L’année 2025 s’est achevée sans heurts pour le marché des montres-bracelets. Selon les estimations élaborées par NIQ pour Assorologi, le secteur a maintenu une stabilité substantielle par rapport à l’année dernière, avec une valeur globale légèrement inférieure à 2 milliards d’euros, pour un total de 1,87 milliard (-1 %). L’étude repose sur l’analyse comparative de différentes sources disponibles, dont l’enquête mensuelle du panel de détaillants (retail panel) et la recherche annuelle du panel de consommateurs (consumer panel).
Bilan des ventes : baisse des volumes mais hausse de la valeur
Selon l’enquête dédiée au consommateur italien (indépendamment du canal d’achat), un peu plus de 5 millions de garde-temps ont été achetés (-3,8 % par rapport à 2024), avec une légère hausse en valeur (1,3 milliard d’euros, +0,8 % par rapport à 2024). De son côté, l’enquête retail, consacrée uniquement au réseau des horlogeries (indépendamment de la nationalité de l’acheteur), met en évidence un marché stable en volume avec 3,2 millions de pièces, pour une valeur dépassant à peine le milliard d’euros (-1,4 %).
En somme, selon l’étude, le secteur « résiste » mais ne croît pas : la tendance pluriannuelle montre qu’il se vend de moins en moins de montres en Italie, mais d’une valeur plus élevée. Par conséquent, les données sur la valeur du marché sont globalement stables sur les cinq années post-Covid. Par ailleurs, après l’exploit de l’année de la pandémie, le canal en ligne a entamé une lente descente (34 % en volume, 24,3 % en valeur) et donne l’impression de s’être stabilisé. Le canal des bijouteries reste quant à lui, de loin, le principal point de vente auprès des consommateurs, bien qu’il poursuive une lente érosion (40 % en volume contre 43 % en 2024, et 53 % en valeur contre 56 % en 2024).
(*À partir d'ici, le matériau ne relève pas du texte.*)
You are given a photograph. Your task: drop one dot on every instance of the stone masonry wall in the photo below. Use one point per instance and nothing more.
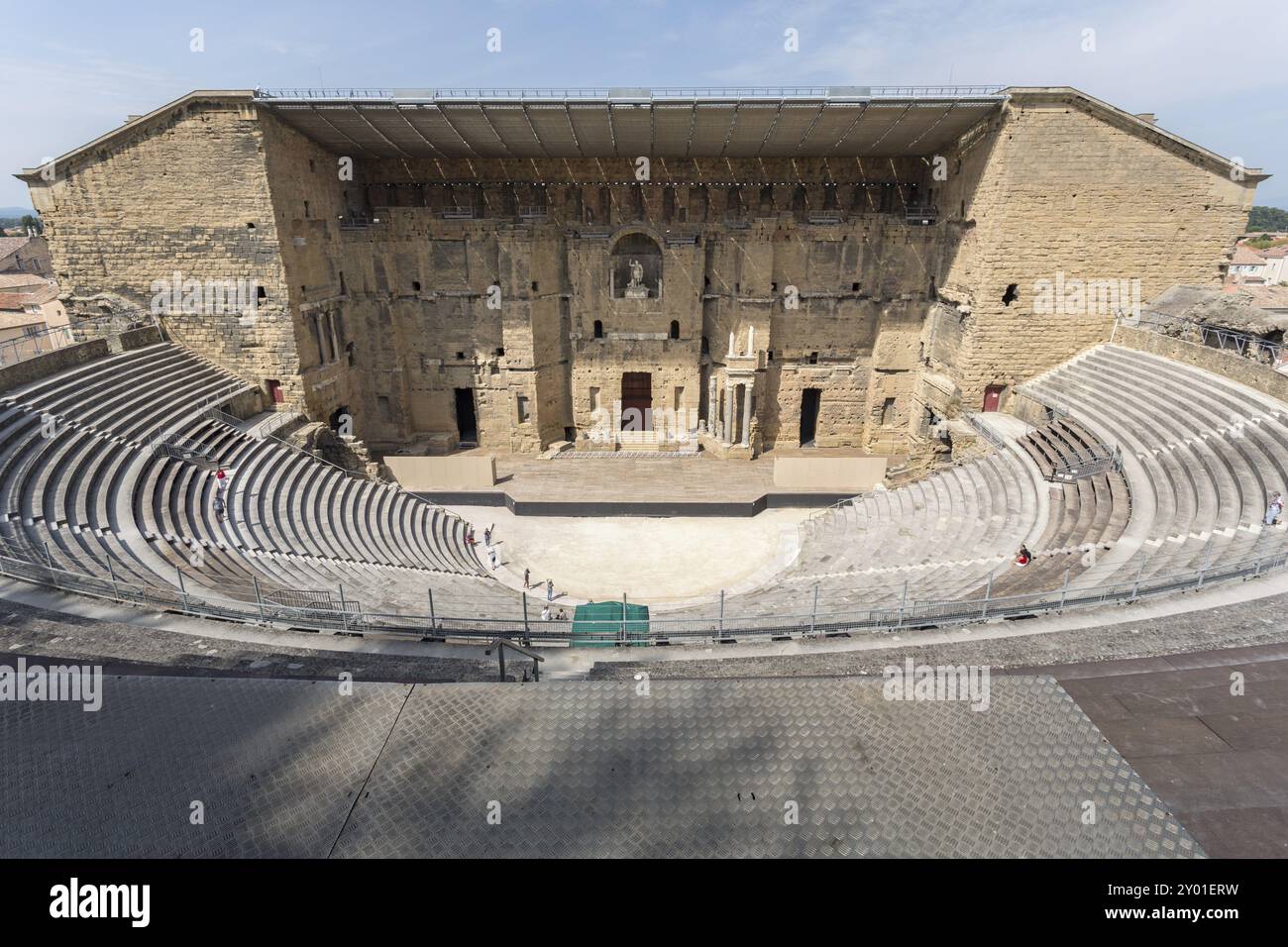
(1054, 189)
(188, 195)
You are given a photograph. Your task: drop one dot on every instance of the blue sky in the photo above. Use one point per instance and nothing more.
(75, 69)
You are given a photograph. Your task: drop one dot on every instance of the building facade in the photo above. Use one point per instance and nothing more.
(837, 268)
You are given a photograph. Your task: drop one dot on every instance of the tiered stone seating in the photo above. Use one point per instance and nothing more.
(1202, 453)
(82, 489)
(295, 521)
(1087, 514)
(934, 539)
(69, 445)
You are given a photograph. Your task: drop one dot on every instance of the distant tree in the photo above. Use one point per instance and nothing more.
(1267, 219)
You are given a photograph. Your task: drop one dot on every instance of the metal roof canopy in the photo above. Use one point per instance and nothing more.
(835, 121)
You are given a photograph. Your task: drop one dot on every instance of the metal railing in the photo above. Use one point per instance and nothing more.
(31, 344)
(922, 214)
(638, 94)
(325, 611)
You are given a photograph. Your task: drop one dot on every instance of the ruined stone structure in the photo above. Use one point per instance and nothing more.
(838, 266)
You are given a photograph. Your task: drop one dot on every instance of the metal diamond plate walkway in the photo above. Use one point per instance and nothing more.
(587, 768)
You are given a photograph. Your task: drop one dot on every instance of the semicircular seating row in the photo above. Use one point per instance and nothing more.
(80, 488)
(1203, 454)
(934, 539)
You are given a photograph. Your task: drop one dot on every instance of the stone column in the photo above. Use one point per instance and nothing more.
(746, 414)
(728, 431)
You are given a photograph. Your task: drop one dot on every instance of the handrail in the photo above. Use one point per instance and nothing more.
(1241, 344)
(351, 617)
(738, 93)
(56, 337)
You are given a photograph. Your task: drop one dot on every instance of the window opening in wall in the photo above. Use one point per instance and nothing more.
(467, 425)
(810, 402)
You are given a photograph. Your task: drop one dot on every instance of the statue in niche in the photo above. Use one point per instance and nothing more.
(635, 289)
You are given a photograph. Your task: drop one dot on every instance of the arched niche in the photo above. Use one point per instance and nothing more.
(636, 266)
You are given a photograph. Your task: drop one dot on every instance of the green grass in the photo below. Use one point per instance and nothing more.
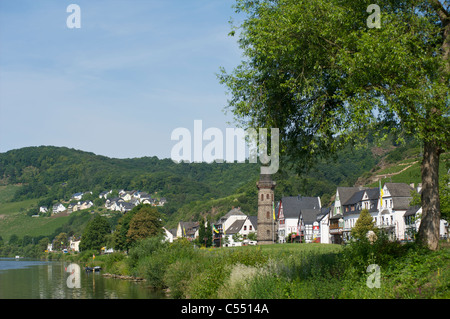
(7, 192)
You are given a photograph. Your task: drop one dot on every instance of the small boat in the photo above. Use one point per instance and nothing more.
(90, 269)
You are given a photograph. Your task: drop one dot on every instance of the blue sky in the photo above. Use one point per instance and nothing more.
(118, 86)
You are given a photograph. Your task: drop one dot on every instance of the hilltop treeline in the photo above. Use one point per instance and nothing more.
(55, 173)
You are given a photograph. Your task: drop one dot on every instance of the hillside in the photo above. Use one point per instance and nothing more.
(46, 174)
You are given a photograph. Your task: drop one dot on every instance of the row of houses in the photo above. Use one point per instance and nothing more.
(389, 206)
(303, 219)
(124, 203)
(231, 230)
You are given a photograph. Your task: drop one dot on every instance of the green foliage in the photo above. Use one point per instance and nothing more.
(364, 224)
(146, 222)
(94, 235)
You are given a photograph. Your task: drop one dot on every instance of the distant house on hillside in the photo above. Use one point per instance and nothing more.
(43, 209)
(77, 196)
(308, 225)
(58, 208)
(104, 194)
(170, 234)
(240, 228)
(187, 230)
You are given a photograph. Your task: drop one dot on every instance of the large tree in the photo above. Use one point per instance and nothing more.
(95, 234)
(325, 76)
(145, 223)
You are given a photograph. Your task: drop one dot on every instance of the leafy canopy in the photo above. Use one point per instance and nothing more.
(316, 71)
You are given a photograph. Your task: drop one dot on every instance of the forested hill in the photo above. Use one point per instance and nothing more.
(59, 172)
(55, 173)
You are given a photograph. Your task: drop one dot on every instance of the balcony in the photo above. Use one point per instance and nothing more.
(335, 229)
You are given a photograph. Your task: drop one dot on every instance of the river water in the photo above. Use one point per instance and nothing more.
(32, 279)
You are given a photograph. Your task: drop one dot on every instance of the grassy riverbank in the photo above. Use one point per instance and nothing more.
(286, 271)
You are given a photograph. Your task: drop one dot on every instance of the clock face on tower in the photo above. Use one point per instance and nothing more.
(266, 222)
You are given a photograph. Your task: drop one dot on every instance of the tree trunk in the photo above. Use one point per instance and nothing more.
(431, 213)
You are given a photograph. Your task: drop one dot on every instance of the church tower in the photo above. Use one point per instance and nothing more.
(266, 224)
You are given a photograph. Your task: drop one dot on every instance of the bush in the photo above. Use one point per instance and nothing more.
(178, 275)
(143, 249)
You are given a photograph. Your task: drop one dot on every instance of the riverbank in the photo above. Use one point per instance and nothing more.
(287, 270)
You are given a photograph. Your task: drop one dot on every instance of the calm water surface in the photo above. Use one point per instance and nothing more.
(32, 279)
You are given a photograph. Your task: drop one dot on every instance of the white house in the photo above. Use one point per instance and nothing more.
(393, 204)
(77, 196)
(43, 209)
(412, 218)
(352, 207)
(169, 235)
(74, 245)
(324, 226)
(104, 194)
(58, 208)
(229, 218)
(288, 211)
(187, 230)
(240, 230)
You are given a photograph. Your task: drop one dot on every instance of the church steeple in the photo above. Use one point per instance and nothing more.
(266, 223)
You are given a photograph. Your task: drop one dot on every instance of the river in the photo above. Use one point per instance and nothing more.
(33, 279)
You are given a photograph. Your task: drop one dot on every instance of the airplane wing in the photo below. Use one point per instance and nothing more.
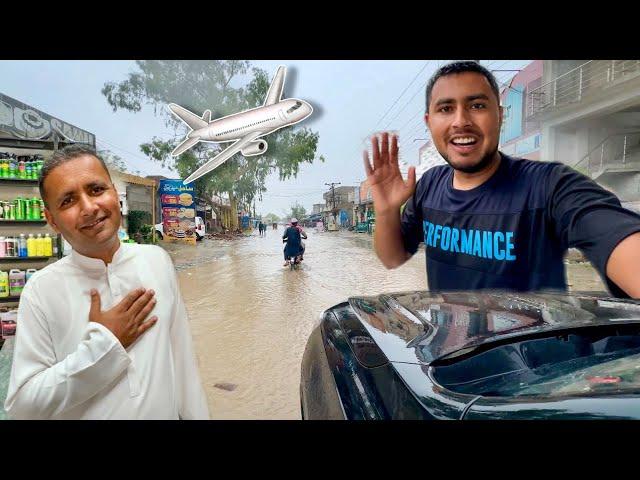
(222, 157)
(191, 119)
(277, 85)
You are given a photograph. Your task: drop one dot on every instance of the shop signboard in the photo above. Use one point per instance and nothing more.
(178, 211)
(28, 123)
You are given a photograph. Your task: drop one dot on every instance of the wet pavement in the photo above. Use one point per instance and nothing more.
(250, 316)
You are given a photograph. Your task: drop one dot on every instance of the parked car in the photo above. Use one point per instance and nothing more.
(471, 355)
(199, 229)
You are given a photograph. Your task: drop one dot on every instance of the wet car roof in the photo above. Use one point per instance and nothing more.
(422, 326)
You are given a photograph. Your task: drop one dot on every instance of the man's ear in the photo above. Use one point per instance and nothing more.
(49, 217)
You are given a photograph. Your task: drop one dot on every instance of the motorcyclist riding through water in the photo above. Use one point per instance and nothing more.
(293, 237)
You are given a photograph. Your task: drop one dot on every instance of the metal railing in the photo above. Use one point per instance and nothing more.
(572, 86)
(621, 150)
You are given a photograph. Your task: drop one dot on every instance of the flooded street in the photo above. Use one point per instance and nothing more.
(250, 316)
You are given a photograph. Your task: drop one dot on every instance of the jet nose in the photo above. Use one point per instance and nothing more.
(307, 109)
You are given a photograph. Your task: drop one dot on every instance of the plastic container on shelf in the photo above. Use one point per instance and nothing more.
(4, 284)
(13, 168)
(35, 209)
(48, 245)
(17, 280)
(39, 246)
(22, 246)
(11, 249)
(29, 274)
(31, 246)
(22, 169)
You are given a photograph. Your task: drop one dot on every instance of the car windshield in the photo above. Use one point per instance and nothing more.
(620, 374)
(584, 361)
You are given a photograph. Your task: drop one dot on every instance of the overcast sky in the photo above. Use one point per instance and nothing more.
(352, 100)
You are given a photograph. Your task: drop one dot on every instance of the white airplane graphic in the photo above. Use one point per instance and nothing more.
(244, 128)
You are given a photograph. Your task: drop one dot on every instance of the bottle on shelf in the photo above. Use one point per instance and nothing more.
(13, 167)
(31, 246)
(10, 247)
(48, 244)
(22, 172)
(22, 246)
(35, 209)
(18, 209)
(39, 246)
(29, 274)
(16, 282)
(4, 284)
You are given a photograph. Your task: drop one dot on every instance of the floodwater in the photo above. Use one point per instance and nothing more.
(251, 317)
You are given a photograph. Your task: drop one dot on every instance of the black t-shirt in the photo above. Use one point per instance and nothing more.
(512, 231)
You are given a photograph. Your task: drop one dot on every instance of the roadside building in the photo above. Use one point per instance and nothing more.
(589, 115)
(520, 135)
(339, 205)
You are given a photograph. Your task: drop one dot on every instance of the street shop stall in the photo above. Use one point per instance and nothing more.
(28, 137)
(178, 211)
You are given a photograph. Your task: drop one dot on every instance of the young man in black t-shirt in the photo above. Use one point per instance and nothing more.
(489, 220)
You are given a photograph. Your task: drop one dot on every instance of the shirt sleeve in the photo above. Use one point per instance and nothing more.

Montres connectées et seconde main : des segments dynamiques
De plus, le focus sur le segment des montres connectées (« Smartwatches ») révèle un marché qui s’élargit lentement et se démocratise également auprès de la population féminine et des plus de 35 ans. Pour 2025, on estime à environ 2,6 millions le nombre d’achats de montres connectées, un chiffre globalement en ligne avec l’année précédente (+0,2 %). Internet reste le canal privilégié pour l’achat de ce type de produit (53 % des actes d’achat), avec en tête Amazon (38 %), suivi des sites des marques (8 %). Les achats « physiques » s’effectuent quant à eux principalement dans les magasins d’électronique (29 %). Le rôle des horlogeries traditionnelles (4 %) et des boutiques monomarques (4 %) reste marginal. Enfin, un dernier point a été consacré à la seconde main, qui représente un « marché dans le marché » particulièrement important : elle pèse pour 11 % des volumes dans le segment traditionnel et 9 % dans celui des montres connectées.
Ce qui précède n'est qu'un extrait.